Analysis of CSF and plasma-derived ctDNA and primary breast tumours. Heatmap of the non-silent genetic alterations (top panel) from each of the specimens collected is shown. Violet-scale colour key for MAFs is shown. CSF, cerebrospinal fluid; ctDNA, circulating tumour DNA; MAFs, mutant allelic frequencies; PBMC, peripheral blood mononuclear cells.

To describe clonal dynamics in plasma ctDNA collected during treatment, we designed ddPCR assays for each of the molecular alterations found in CSF and tumour tissue. cMYC amplification was not detected in plasma ctDNA samples. Conversely, ERBB2 amplification, TP53 and PIK3CA mutations were detectable at the time of concomitant CNS and lung progression (figure 3). Plasma ctDNA collected before and after treatment with T-DM1 showed continuously decreasing ERBB2 levels and TP53 and PIK3CA frequency of mutations, which was consistent with imaging showing extra-CNS disease control. In parallel, CSF genomic profiling recapitulated the clinical course of the disease in the CNS, with no benefit from T-DM1 treatment. Indeed, CSF-derived ctDNA analysis revealed high copy number for MYC and ERRB2 and high frequency of mutations for TP53 and PIK3CA at both timepoints, confirming a molecular non-response to T-DM1 treatment (figure 3).

Discussion

This case report underscores the potentialities of CSF-derived ctDNA analysis in the management of patients with HER2-positive mBC. The emergence of CNS metastases in the context of extracerebral disease control represents one of the major challenges for medical oncologists dealing with this disease (neurosystemic dissociation). Newer tools to personalise and monitor the efficacy of treatments are therefore needed in this particular population.

In this clinical case, at the time of the second CSF progression, we opted for T-DM1 having the patient exhausted other treatment options and because of preclinical and clinical data suggesting T-DM1 potential activity in CNS metastases.9 10

Although we collected paired blood and CSF ctDNA samples over a narrow window in this patient’s medical history, we show that CSF ctDNA levels follow tumour burden variation, being, in this specific case, even more informative and sensitive than traditional imaging. Indeed, persistence of high levels of ctDNA in the CSF predicted neurological deterioration during T-DM1 treatment. Conversely, extra-CNS sustained response was paralleled by a significant drop of molecular alterations detectable in plasma samples, as an effect of the antitumour activity of T-DM1.

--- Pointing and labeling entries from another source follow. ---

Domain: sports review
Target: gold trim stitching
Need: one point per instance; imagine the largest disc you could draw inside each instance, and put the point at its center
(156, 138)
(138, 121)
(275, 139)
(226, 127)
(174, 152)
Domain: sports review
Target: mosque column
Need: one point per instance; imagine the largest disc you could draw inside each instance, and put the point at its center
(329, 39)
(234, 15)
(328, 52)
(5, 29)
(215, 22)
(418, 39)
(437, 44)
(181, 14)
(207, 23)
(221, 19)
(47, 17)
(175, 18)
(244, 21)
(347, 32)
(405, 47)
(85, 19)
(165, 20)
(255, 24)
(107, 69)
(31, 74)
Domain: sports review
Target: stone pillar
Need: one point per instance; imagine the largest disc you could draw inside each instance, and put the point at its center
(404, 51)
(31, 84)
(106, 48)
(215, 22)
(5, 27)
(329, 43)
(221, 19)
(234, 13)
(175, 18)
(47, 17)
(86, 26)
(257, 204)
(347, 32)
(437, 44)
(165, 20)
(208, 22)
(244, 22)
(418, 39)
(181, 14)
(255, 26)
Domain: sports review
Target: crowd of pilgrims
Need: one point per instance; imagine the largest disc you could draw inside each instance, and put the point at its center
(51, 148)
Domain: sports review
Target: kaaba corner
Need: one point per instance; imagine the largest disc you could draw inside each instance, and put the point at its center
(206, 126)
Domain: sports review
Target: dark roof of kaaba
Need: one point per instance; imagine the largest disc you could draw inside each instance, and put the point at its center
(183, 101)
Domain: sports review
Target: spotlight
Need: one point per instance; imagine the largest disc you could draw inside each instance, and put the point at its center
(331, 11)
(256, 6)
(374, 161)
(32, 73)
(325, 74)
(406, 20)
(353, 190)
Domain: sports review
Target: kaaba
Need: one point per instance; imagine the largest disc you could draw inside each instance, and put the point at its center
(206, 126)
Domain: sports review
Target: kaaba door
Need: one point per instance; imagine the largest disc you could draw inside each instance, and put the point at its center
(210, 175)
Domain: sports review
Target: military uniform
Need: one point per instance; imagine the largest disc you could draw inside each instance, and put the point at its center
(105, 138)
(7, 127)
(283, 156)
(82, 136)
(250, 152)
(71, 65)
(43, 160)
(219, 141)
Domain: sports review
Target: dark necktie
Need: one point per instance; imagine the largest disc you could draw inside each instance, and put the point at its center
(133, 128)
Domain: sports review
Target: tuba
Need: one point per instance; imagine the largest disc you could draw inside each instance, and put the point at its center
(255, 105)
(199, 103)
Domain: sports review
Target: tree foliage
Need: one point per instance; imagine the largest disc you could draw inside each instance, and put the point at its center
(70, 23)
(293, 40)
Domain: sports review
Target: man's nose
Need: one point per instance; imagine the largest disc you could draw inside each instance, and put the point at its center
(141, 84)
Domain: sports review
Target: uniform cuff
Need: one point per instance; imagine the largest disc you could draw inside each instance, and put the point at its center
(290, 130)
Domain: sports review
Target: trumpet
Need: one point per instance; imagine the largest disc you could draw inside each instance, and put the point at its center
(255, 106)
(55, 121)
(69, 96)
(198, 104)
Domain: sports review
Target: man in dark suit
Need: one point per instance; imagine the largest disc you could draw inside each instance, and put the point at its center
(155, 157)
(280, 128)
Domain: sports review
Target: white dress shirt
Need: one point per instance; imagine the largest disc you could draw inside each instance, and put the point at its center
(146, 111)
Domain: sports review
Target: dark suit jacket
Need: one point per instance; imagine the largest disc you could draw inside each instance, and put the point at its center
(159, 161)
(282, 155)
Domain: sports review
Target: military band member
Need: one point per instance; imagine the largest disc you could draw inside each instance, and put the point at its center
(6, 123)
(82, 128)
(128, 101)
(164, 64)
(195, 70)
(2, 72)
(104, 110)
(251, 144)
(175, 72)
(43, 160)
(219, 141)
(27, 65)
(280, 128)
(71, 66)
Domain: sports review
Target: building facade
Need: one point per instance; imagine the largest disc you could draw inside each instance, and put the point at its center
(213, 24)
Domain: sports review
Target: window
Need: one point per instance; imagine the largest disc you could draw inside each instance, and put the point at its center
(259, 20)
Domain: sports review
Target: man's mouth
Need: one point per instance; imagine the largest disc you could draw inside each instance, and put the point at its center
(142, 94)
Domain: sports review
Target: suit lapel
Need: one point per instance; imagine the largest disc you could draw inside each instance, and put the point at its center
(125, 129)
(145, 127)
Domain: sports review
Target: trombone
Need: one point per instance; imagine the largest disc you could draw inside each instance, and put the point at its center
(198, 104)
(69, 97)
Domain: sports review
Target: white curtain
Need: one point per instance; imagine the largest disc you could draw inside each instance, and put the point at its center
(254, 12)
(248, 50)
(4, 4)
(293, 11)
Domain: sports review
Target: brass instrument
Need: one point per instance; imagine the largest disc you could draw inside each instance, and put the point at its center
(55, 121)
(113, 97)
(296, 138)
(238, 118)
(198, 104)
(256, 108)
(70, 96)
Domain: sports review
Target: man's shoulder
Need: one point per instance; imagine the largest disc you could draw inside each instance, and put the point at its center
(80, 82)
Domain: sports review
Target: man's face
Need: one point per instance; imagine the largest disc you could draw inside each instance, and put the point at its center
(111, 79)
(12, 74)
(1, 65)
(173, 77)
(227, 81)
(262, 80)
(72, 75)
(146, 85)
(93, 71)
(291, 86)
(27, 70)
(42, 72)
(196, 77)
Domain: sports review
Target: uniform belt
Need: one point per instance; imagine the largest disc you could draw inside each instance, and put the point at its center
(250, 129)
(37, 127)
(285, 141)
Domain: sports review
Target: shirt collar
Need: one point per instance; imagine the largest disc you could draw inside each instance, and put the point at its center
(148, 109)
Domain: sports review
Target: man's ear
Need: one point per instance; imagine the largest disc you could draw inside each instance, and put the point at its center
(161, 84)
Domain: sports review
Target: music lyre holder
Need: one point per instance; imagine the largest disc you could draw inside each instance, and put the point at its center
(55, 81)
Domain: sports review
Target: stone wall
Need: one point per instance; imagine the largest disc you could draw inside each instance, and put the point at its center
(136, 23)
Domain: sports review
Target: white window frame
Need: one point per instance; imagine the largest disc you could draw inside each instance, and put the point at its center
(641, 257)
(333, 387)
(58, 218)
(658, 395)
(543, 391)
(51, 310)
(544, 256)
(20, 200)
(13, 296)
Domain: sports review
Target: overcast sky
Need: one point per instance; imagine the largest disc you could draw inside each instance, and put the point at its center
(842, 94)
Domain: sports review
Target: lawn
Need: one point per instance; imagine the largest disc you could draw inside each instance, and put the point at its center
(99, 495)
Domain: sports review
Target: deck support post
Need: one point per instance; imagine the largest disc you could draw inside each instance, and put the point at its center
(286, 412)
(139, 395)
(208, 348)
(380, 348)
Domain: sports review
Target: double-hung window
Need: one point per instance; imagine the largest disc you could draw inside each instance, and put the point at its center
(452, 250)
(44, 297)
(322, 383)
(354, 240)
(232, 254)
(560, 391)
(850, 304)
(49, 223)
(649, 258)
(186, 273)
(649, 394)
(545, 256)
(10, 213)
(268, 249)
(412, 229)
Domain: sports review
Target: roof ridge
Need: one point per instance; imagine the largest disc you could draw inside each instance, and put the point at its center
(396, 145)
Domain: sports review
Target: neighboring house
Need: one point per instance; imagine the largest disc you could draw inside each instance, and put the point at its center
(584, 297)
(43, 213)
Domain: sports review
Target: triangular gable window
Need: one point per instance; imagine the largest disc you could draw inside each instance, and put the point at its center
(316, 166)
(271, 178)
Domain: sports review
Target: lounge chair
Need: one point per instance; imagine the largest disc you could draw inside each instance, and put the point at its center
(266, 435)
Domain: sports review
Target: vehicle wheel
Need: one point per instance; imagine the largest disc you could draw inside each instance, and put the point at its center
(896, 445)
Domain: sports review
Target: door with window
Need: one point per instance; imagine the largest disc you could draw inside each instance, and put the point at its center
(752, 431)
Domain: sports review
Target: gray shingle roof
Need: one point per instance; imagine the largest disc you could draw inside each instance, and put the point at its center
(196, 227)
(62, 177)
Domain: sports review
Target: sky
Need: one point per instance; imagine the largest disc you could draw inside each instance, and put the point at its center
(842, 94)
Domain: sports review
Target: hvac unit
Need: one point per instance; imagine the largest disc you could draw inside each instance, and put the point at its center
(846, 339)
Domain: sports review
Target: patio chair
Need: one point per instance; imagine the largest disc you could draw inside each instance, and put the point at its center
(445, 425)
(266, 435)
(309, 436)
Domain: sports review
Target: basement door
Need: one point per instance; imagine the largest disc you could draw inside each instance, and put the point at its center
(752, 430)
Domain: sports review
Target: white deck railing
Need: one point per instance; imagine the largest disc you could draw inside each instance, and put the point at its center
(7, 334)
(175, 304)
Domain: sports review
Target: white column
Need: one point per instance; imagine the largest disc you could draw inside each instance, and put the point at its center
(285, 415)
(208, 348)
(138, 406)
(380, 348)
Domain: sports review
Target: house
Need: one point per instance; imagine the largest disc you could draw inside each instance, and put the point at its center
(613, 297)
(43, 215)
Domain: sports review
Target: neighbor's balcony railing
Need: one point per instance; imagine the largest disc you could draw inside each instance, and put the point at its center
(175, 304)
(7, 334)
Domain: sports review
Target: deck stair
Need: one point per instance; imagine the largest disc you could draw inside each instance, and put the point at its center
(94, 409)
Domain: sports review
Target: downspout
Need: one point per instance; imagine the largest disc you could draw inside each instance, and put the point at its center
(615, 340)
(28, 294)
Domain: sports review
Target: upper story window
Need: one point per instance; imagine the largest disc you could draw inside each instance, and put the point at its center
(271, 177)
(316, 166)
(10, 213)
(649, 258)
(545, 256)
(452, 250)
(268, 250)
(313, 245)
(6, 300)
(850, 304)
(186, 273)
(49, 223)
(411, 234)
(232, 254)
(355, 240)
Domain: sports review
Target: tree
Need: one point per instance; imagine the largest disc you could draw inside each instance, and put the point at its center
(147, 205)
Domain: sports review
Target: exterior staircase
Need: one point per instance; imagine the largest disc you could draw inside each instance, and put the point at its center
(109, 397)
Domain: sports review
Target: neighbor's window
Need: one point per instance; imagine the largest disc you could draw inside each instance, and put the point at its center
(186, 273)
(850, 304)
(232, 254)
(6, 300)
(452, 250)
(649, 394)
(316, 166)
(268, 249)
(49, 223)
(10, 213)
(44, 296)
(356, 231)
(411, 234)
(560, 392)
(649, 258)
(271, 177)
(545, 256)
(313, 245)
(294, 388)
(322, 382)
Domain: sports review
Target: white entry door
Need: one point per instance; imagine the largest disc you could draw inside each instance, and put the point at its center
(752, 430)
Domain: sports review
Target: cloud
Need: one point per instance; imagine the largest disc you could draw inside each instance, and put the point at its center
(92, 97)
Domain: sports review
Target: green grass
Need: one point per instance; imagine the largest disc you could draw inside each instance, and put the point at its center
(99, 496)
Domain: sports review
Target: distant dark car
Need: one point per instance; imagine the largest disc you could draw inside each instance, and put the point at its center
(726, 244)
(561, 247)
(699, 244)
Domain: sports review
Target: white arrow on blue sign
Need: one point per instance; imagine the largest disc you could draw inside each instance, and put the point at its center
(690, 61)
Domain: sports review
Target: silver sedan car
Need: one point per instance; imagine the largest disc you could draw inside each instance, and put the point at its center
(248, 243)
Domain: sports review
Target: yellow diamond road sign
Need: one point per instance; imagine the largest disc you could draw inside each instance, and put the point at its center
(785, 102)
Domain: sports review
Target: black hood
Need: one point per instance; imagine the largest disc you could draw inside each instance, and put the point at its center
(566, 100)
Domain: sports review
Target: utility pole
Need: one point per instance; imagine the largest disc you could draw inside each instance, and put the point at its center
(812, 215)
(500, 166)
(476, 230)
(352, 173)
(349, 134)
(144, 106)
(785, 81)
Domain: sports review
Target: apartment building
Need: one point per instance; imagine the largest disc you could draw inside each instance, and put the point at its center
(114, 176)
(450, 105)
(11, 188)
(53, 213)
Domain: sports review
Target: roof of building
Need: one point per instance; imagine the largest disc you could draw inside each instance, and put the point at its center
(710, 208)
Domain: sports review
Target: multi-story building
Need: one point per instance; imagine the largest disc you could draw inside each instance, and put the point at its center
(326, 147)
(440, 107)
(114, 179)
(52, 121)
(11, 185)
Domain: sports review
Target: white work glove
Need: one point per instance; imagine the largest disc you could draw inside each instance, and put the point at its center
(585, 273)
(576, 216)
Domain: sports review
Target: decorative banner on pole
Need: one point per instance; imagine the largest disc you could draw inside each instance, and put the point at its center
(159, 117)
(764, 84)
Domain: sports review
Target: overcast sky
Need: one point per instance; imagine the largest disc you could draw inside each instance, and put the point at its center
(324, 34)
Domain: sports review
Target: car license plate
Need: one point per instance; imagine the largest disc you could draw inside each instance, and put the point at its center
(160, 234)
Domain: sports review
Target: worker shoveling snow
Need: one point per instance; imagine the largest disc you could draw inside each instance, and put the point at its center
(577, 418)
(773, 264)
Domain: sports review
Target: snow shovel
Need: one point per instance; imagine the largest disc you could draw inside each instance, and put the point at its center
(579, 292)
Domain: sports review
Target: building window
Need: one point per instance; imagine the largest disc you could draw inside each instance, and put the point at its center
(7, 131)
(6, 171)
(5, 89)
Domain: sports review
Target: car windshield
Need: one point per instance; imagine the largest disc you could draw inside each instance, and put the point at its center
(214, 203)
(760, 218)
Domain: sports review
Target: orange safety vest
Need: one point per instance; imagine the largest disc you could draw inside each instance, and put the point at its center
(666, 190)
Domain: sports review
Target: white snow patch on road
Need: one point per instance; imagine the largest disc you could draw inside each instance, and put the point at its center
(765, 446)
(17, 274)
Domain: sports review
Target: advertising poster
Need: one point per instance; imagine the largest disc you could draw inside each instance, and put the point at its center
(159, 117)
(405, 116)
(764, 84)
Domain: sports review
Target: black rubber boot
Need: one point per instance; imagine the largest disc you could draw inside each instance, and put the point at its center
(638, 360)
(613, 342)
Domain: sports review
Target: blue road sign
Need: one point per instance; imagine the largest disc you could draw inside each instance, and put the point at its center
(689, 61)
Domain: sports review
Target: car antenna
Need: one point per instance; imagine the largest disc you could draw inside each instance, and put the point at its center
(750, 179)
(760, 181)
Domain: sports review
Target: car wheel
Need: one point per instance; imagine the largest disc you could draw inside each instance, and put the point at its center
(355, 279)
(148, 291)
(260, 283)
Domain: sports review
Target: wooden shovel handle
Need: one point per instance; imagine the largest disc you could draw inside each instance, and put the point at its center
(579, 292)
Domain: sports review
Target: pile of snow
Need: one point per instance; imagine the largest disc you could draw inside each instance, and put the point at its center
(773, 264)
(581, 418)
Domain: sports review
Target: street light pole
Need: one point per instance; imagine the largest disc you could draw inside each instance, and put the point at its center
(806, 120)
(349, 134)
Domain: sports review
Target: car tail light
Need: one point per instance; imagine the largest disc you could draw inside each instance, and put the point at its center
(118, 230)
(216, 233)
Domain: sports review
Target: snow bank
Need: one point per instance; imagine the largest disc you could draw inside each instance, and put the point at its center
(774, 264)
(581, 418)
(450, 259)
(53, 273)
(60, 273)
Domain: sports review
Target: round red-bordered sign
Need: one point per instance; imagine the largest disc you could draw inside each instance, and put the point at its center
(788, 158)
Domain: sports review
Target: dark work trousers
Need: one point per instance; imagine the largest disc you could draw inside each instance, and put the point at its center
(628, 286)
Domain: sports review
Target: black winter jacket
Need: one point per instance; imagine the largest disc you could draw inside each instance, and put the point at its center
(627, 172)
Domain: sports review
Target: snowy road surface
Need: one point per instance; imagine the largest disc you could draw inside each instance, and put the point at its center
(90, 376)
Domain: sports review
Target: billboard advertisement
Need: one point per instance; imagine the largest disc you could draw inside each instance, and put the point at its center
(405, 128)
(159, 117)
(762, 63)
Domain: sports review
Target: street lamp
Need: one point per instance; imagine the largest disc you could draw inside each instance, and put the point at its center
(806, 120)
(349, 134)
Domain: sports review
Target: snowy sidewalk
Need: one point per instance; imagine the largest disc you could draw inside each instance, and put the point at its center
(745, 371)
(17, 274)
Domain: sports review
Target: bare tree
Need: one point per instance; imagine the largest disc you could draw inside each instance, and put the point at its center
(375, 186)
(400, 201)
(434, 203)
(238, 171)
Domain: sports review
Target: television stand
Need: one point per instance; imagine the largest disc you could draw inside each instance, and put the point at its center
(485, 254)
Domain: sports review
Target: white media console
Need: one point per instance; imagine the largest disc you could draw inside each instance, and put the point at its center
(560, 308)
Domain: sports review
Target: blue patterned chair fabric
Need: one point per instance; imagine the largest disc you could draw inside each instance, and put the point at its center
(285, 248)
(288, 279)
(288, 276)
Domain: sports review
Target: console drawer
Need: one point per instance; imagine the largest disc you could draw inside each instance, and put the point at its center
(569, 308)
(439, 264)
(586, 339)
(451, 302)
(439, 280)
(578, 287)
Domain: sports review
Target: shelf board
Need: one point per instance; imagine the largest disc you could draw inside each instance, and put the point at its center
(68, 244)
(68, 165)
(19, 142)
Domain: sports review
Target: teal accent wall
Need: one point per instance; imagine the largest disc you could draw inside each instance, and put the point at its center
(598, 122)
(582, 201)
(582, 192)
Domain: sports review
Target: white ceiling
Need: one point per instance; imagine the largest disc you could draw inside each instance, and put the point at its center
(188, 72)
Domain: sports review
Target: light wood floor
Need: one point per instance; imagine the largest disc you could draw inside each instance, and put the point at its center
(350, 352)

An interesting finding of our analyses was that WES of CSF detected the repertoire of genetic alterations of this patient’s mixed histology tumour, including one mutation (PI3KCA p.R93W) which was exclusively present in the micropapillary component. We speculate that the micropapillary component of her tumour, known for being more aggressive than the ductal type,11 may have metastasised systemically and in CNS sites. This outlines the potentialities of ctDNA analysis of CSF in designing strategies to identify subjects at increased risk of CNS involvement. While exome sequencing in paired plasma ctDNA failed to identify this PIK3CA mutation, the latter could be detected in the baseline plasma sample by targeted ddPCR.

Conclusion

We report that paired analysis of plasma and CSF ctDNA might be useful in the management of women with HER2-positive mBC. CSF ctDNA levels follow tumour burden variations, being potentially more informative and sensitive than traditional imaging. Analysis of CSF ctDNA could represent, therefore, a minimally invasive approach for monitoring progression and response to treatment of CNS lesions, in particular within the ‘neurosystemic dissociation’ phenomenon, which frequently occurs during HER2 targeted treatments. Furthermore, next generation sequencing of CSF ctDNA may be highly sensitive in identifying the mutational repertoire of a metastatic tumour. This may be valuable in designing tailored treatments for CNS disease, in generating hypotheses on the clonal evolution of metastatic disease and in identifying molecular markers of CNS-tropism.